The painter Mick O’Dea has long been a temporary islander with us. The beach is one of his main subjects and often he turns his back on the obvious view of the mountains to examine the sand and rocks. He has produced an extensive collection of Inishlacken landscapes, which often feature other artists in the composition. English artist Caroline Wright has set her performance works on the beaches and in the water documenting and presenting her responses in video and drawing. Belfast architect and artist Michael Doherty holds a fervent commitment to plein air drawing and painting; he is prolific and never wastes a moment. Dublin artists Una Sealy and Dorothy Smith have approached the subject of left behind houses and their contents, while also working directly from the landscape. After years of absorbing the island landscape for studio work, I have recently embraced the practice of plein air painting, which has sharpened up my drawing and observation skills.

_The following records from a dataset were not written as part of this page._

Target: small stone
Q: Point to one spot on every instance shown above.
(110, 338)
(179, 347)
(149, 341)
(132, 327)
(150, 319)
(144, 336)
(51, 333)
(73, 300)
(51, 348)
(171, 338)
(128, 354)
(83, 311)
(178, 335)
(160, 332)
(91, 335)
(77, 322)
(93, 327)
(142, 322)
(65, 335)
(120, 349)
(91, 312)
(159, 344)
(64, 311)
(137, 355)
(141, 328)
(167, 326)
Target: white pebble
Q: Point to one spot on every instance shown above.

As a group, we have exhibited at Galway Arts Centre, the Linen Hall Library and the Gerard Dillon Gallery in Belfast, Áras Éanna on Inis Oírr, The Red House Arts Center, New York, Clifden Arts Festival and on Inishlacken itself for Culture Night. No one could have foreseen the circumstances and events of annus pandemicus 2020. The pandemic almost put a halt to the annual gathering but in September 2020, a small window opened when a group could go there. The island was perfect for social distancing and the weather held for a few days of much needed island isolation, breaking the months of imposed isolation we had all lived through. The further lockdowns make this year’s ‘Inishlacken Project’ seem like an aspirational dream. We should have been celebrating the twentieth anniversary of the project with another exhibition in Syracuse, but hopefully we will be able to mark it next year. Michael Doherty called me to suggest a twenty first commemoration instead, to celebrate “... a coming of age”, he said.